Le contentieux relatif aux conditions d’entrée et de séjour des étrangers en France est très important. Selon le rapport public 2014 du Conseil d’État, il représente plus de 32 % des affaires portées devant les tribunaux administratifs, et 44 % des affaires portées devant les cours administratives d’appel.
Si le niveau de reconduite à la frontière reste faible, ce n’est pas parce que tous les étrangers seraient des fraudeurs, mais parce que la procédure d’éloignement n’est pas respectée, et que le placement en rétention est en conséquence annulé. Cela est dû, aussi, au manque de collaboration entre la France et certains pays d’origine pour la délivrance des laissez-passer consulaires. Vous ne l’ignorez pas, il s’agit bien souvent de pays où la violence est généralisée ; leurs ressortissants peuvent difficilement y être renvoyés.

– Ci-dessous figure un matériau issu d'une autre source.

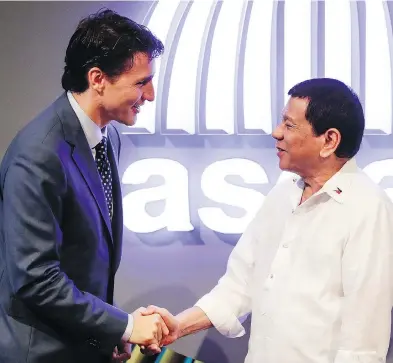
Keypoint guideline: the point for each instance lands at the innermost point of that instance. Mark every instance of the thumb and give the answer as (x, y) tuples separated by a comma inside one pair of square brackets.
[(139, 311), (151, 309)]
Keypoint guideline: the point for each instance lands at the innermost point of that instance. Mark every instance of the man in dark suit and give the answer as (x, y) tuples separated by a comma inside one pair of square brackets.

En outre, en 2014, 45 % des personnes éloignées depuis la métropole, et la quasi-totalité depuis l’outre-mer, n’ont pas eu accès au juge judiciaire. Il est important d’avancer l’intervention du juge des libertés et de la détention à 48 heures à partir du placement en rétention. Le recul de son intervention du second au cinquième jour, consacré par la loi du 16 juin 2011, a entraîné l’éloignement d’étrangers avant qu’ils aient pu faire valoir d’éventuelles irrégularités de procédures et le non-respect de leurs droits.

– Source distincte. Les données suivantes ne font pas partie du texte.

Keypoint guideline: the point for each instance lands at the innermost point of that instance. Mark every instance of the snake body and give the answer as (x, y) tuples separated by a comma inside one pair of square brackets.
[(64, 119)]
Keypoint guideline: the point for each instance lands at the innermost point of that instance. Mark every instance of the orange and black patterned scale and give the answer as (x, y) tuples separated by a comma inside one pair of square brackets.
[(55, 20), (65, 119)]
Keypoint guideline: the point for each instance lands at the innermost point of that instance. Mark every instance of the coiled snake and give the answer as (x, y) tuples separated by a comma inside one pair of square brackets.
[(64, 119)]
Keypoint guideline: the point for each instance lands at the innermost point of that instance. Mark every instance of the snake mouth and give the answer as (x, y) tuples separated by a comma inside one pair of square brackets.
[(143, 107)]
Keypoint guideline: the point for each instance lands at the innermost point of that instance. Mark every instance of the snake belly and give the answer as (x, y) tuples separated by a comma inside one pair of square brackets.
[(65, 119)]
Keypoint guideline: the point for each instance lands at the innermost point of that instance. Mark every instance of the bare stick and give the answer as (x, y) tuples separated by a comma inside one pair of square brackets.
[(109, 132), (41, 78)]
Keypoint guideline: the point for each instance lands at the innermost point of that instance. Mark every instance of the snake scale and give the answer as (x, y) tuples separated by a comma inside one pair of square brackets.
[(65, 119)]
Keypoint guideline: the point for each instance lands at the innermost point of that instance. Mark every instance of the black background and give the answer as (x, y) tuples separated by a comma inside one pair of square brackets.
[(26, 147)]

Chers collègues, alors que l’immigration s’invite en Europe comme sujet politique de l’année 2015 et que ce texte arrive à l’examen de notre assemblée en procédure accélérée, ce que je regrette et conteste, j’ose espérer que le droit des étrangers ne réveillera pas de vieux clivages et les outrances que d’aucuns ont pratiquées. J’ose espérer que nous serons loin des raccourcis sans fondement qui font toujours de l’étranger un fraudeur et de l’immigration un calvaire pour notre pays.
On peut regretter qu’il n’y ait pas eu de rupture plus nette concernant les politiques migratoires depuis la victoire de François Hollande. Il faut néanmoins constater que l’immigration n’est pas devenue aux mains du Gouvernement et de sa majorité la petite allumette qui sert à enflammer l’opinion, le chiffon rouge qui exacerbe les passions. C’est un premier pas, important. Néanmoins, il est insuffisant lorsque l’on considère que les crises aux frontières sont durables et que l’Europe ne peut se construire comme une forteresse.